【専門家監修】「高齢者の低栄養」を予防する方法は? 食事・運動・サプリメントも有効?
高齢者にとって注意すべきことのひとつである、「低栄養」状態。食事量の低下や味覚機能の衰えによって、高齢者は低栄養になりやすいと言われます。ですが、低栄養状態は疾患の罹患率を高めてしまう原因にもなりかねないため、予防することが重要です。
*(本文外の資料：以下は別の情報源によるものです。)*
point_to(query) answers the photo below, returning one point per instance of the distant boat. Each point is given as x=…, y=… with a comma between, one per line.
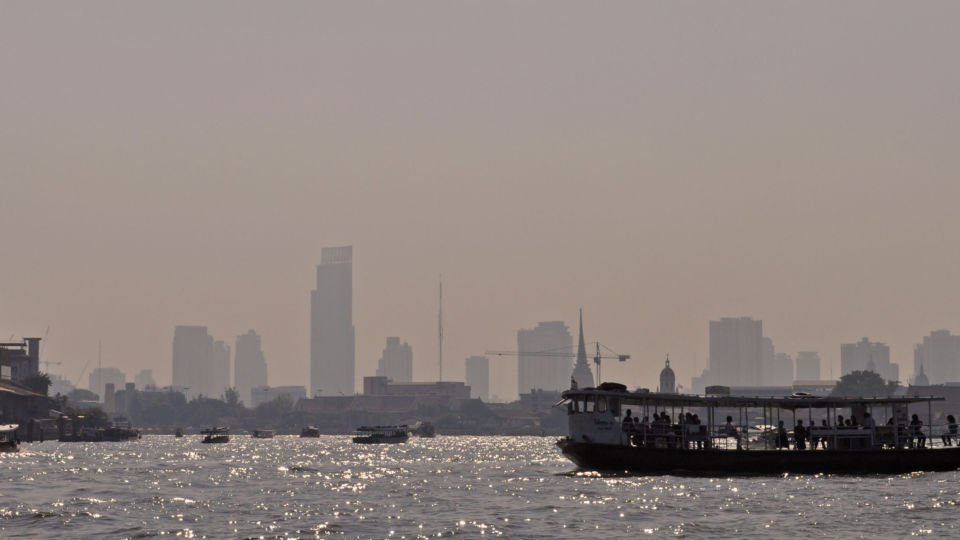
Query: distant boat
x=216, y=435
x=310, y=431
x=381, y=434
x=8, y=438
x=424, y=429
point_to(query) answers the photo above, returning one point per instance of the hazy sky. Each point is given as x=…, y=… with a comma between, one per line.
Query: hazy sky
x=660, y=164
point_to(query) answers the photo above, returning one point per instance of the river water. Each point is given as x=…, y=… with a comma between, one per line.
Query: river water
x=514, y=487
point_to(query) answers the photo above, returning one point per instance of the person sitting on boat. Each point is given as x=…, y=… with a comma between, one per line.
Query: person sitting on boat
x=951, y=433
x=916, y=431
x=782, y=440
x=799, y=436
x=730, y=430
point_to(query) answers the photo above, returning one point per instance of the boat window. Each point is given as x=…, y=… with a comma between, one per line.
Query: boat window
x=601, y=404
x=615, y=406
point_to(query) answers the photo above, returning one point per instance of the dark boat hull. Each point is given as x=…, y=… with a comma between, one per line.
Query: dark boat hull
x=615, y=458
x=376, y=439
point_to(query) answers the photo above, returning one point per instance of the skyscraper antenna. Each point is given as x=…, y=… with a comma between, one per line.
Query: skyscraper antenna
x=440, y=331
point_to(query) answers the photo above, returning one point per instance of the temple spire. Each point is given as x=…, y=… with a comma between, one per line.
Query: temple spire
x=582, y=375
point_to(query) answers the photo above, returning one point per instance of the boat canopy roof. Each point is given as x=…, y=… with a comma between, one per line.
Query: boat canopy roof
x=787, y=402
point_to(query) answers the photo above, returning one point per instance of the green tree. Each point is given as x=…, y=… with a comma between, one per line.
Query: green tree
x=864, y=383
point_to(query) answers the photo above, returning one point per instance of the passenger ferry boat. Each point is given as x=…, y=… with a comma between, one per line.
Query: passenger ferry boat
x=381, y=434
x=215, y=435
x=310, y=431
x=600, y=439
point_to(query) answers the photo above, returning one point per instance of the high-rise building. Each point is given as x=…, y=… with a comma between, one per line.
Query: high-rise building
x=193, y=360
x=866, y=355
x=808, y=366
x=397, y=361
x=99, y=378
x=478, y=377
x=538, y=369
x=250, y=366
x=736, y=352
x=780, y=371
x=220, y=369
x=144, y=380
x=332, y=339
x=938, y=357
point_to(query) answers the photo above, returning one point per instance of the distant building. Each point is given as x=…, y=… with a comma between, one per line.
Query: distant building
x=478, y=377
x=381, y=386
x=220, y=374
x=736, y=353
x=265, y=394
x=99, y=378
x=939, y=357
x=144, y=380
x=198, y=364
x=808, y=366
x=668, y=381
x=250, y=365
x=537, y=367
x=332, y=338
x=59, y=385
x=397, y=361
x=866, y=355
x=779, y=372
x=19, y=360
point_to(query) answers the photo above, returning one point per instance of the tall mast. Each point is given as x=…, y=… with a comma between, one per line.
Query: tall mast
x=440, y=331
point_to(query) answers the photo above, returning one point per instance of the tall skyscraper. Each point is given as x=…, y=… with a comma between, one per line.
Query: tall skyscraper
x=736, y=352
x=397, y=361
x=808, y=366
x=867, y=355
x=939, y=357
x=538, y=369
x=193, y=360
x=250, y=366
x=220, y=370
x=478, y=377
x=332, y=339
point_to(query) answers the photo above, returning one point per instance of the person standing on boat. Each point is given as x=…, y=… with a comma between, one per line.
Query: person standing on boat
x=951, y=434
x=916, y=431
x=782, y=440
x=799, y=436
x=730, y=430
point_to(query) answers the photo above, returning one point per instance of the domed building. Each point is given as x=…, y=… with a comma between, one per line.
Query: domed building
x=668, y=381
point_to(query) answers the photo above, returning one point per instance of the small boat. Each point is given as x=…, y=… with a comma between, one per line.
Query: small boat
x=601, y=438
x=381, y=434
x=424, y=429
x=310, y=431
x=8, y=438
x=215, y=435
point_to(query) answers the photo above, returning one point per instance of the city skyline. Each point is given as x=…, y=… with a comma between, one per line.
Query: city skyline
x=666, y=166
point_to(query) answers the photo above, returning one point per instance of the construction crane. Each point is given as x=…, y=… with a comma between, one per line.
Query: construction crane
x=610, y=355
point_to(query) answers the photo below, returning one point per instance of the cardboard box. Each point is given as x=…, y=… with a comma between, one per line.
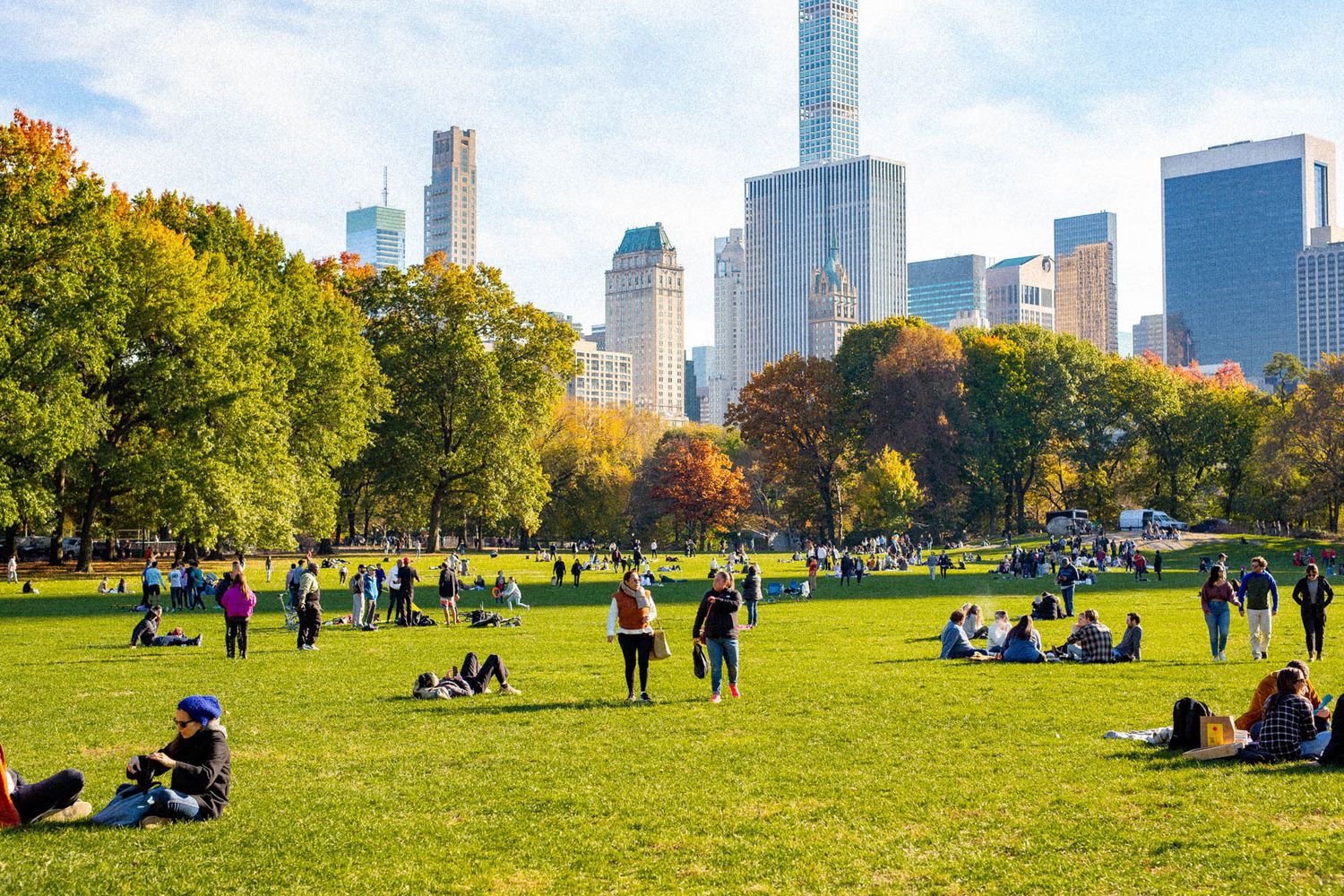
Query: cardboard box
x=1215, y=731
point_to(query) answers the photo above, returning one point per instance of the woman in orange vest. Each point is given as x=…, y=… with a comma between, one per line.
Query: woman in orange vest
x=633, y=608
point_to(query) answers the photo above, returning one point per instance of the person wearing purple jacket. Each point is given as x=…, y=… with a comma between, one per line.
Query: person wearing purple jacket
x=238, y=602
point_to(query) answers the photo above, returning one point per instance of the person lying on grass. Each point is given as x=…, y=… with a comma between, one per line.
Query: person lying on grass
x=1250, y=720
x=145, y=634
x=954, y=643
x=470, y=680
x=1288, y=729
x=198, y=759
x=56, y=798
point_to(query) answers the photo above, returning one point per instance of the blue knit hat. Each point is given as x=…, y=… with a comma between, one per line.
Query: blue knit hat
x=201, y=708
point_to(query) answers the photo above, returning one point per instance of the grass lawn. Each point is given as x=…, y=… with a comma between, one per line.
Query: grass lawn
x=852, y=763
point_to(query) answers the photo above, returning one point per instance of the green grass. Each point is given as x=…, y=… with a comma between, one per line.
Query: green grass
x=852, y=763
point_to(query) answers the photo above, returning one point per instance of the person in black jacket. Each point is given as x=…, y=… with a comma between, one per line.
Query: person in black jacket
x=1314, y=594
x=717, y=627
x=198, y=759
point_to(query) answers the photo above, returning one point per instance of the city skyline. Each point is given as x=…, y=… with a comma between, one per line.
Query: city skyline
x=1101, y=108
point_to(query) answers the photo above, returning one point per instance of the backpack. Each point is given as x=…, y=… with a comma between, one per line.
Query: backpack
x=1185, y=721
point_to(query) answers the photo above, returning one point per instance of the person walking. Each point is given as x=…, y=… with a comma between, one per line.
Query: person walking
x=1314, y=594
x=1214, y=598
x=309, y=608
x=448, y=590
x=717, y=627
x=629, y=621
x=406, y=595
x=238, y=602
x=752, y=591
x=1258, y=594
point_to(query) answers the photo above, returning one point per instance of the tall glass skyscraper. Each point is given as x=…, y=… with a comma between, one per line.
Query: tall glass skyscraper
x=828, y=80
x=378, y=236
x=943, y=288
x=1234, y=220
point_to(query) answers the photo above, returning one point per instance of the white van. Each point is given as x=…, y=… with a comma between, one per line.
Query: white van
x=1133, y=520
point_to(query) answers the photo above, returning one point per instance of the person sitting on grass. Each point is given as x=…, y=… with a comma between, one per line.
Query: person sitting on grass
x=145, y=634
x=1023, y=642
x=1046, y=607
x=198, y=759
x=1090, y=641
x=1288, y=729
x=1132, y=645
x=470, y=680
x=954, y=643
x=56, y=798
x=997, y=633
x=1266, y=688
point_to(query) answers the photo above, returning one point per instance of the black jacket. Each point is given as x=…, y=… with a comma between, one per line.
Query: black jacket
x=1324, y=591
x=202, y=769
x=722, y=621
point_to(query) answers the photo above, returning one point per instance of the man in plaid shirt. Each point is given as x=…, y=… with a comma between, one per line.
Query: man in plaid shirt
x=1090, y=642
x=1288, y=729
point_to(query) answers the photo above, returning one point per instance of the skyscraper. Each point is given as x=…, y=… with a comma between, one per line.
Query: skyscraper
x=1234, y=220
x=451, y=198
x=943, y=288
x=1320, y=296
x=645, y=304
x=828, y=80
x=378, y=236
x=1085, y=280
x=832, y=306
x=728, y=325
x=1021, y=290
x=793, y=215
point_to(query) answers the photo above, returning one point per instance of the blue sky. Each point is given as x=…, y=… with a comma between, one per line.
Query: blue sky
x=594, y=117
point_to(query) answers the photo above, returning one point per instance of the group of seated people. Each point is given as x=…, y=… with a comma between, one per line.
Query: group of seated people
x=198, y=788
x=1090, y=641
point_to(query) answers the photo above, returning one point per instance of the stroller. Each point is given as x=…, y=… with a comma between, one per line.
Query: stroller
x=290, y=614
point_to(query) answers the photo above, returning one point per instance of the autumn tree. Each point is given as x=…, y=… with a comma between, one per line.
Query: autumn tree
x=793, y=413
x=693, y=481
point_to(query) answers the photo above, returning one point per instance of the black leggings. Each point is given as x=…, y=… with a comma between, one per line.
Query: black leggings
x=1314, y=619
x=636, y=646
x=58, y=791
x=236, y=630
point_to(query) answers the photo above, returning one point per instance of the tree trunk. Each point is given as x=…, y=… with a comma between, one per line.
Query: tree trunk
x=56, y=551
x=86, y=521
x=435, y=514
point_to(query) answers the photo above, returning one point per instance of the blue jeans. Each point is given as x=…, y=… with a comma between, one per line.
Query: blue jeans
x=131, y=805
x=722, y=650
x=1218, y=619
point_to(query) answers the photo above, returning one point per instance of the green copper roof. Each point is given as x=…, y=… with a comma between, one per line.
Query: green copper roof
x=645, y=239
x=1015, y=263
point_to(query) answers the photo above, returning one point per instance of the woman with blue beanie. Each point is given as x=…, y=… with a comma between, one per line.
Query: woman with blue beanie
x=198, y=759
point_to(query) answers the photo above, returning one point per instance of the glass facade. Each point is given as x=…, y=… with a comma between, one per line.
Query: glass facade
x=943, y=288
x=828, y=80
x=790, y=220
x=1230, y=245
x=378, y=236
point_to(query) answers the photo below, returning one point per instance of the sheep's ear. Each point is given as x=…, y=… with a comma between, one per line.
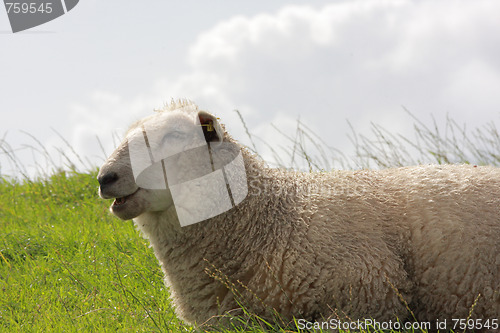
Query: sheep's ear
x=211, y=128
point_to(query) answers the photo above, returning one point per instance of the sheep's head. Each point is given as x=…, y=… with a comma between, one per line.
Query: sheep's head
x=174, y=158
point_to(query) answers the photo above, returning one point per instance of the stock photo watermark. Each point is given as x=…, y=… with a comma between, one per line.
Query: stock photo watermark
x=24, y=15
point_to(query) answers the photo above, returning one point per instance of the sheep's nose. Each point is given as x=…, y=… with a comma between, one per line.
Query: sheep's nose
x=107, y=179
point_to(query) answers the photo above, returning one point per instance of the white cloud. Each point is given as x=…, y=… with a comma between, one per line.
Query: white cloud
x=358, y=60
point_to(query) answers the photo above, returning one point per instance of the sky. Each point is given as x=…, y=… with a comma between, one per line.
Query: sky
x=91, y=72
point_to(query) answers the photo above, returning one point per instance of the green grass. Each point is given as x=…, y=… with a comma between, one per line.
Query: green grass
x=67, y=265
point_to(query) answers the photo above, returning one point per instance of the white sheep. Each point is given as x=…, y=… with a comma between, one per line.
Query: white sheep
x=340, y=244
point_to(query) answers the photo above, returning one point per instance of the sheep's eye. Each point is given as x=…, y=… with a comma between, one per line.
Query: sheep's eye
x=174, y=135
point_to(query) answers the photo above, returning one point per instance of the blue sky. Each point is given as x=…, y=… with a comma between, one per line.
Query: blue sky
x=104, y=64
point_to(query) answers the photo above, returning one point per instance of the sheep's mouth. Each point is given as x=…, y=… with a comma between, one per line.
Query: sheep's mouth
x=119, y=202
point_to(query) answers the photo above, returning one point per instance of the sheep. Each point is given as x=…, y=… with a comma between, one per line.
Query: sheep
x=407, y=243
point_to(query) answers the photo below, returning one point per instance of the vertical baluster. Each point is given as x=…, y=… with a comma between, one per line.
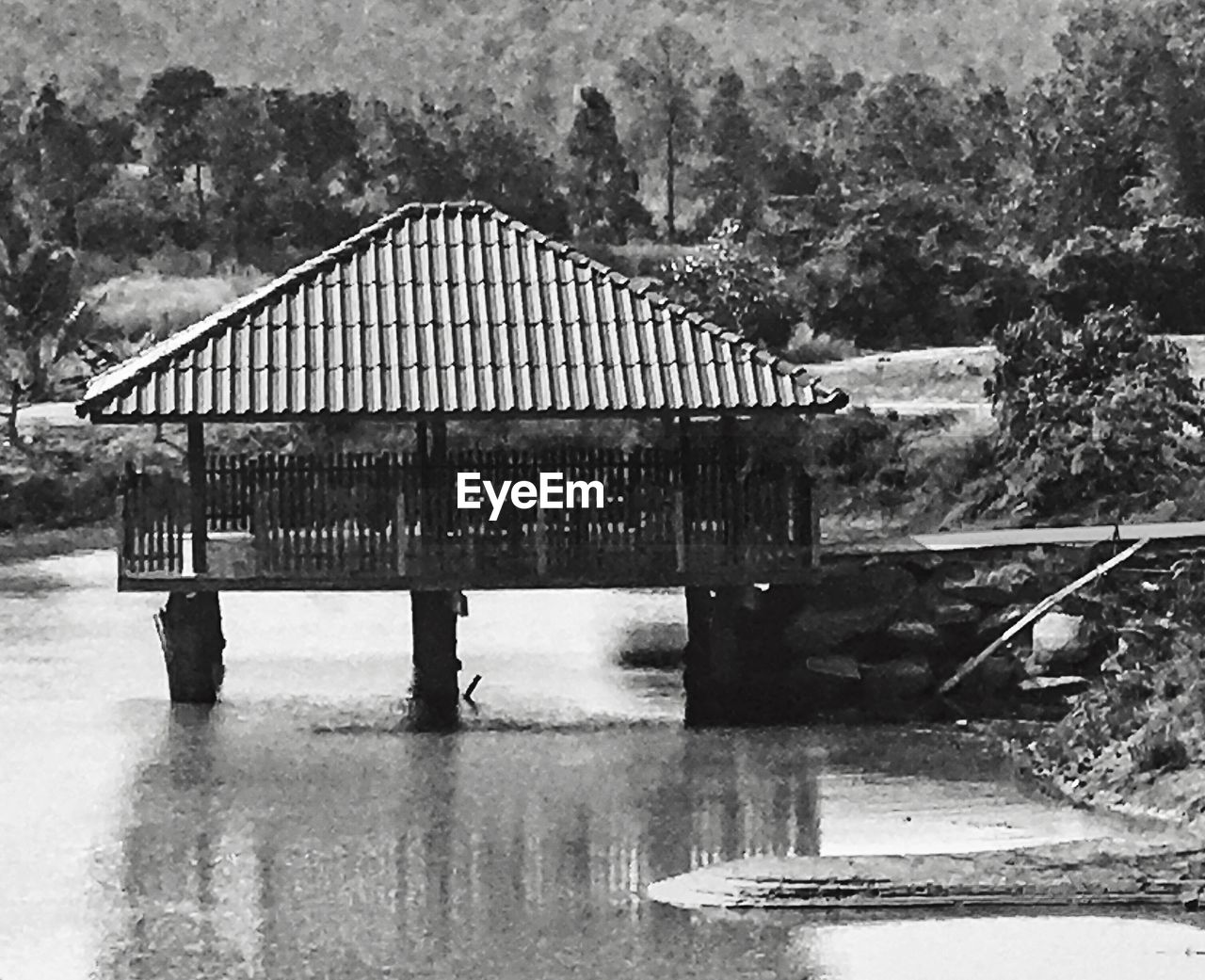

そこで、介護福祉士の寺田さんに高齢者の低栄養を予防する方法について具体的に教えていただきました。
監修介護福祉士:
寺田 英史(介護福祉士)
編集部
低栄養にならないための対策はありますか?
寺田さん
低栄養を防ぐには、定期的な運動と栄養バランスの取れた食事を3食食べることが重要です。また、高齢者になるとむせやすいものや硬いものなど、食べにくい食事が増えてきますので、不足する栄養も出てきます。その場合はサプリメントで補うことも必要です。繰り返しになりますが何よりも大切なのは食事をしっかり3食食べることであり、そのためには定期的な運動で食欲の増進を図ることです。
編集部
要介護者の低栄養を防ぐために介護者ができることはありますか?
寺田さん
「要介護者の健康状態、身体機能、筋力量を把握した上で、無理のない範囲で体を動かす支援をおこなうこと」、また、「味覚や視覚、嗅覚など感覚器の低下が食欲低下に結びつくので彩りや味付けを工夫すること」が大切です。低栄養を防ぐためには、運動が大切だと先述しましたが、高齢者は我々に比べ激しい運動は難しい方が多いですし、どれくらいの運動が可能かはご病気や身体機能によって一人ひとり違います。介護者は高齢者一人ひとりをしっかり観察し、能力や状態の把握に努めることが重要です。
編集部
低栄養を予防するための工夫点はありますか?
寺田さん
食事や運動に意欲的に取り組むためには周囲の環境的要因も大きく関係してきます。私たちも一人で食事したり遊んだりするよりも、仲のいい友達などと一緒のほうが何倍も美味しく感じたり楽しめたりすると思います。高齢者にとってもそれは同じですので、友人との食事や趣味を活かした運動など、その方に合った楽しく意欲的に取り組める環境を構築していくことが大切です。何を食べるかよりも誰と食べるかが食事を楽しむのには大切なのです。
編集部
最後に、読者へのメッセージをお願いします。
寺田さん
高齢になっても健康的な生活を続けて長生きするためには、低栄養からフレイル、そして要介護状態にならないようにすることが大切です。食生活や運動といった日常生活を規則正しく、そして楽しく過ごすことが大切です。介護者は、高齢者がどうすれば楽しく取り組めるかに重点を置いた支援が大切です。
編集部まとめ
高齢者の低栄養状態が続くと要介護状態になりやすく、健康寿命が大きく損なわれる危険性があります。普段から友人や家族との運動や食事を楽しんで健康づくりに取り組むことが大事です。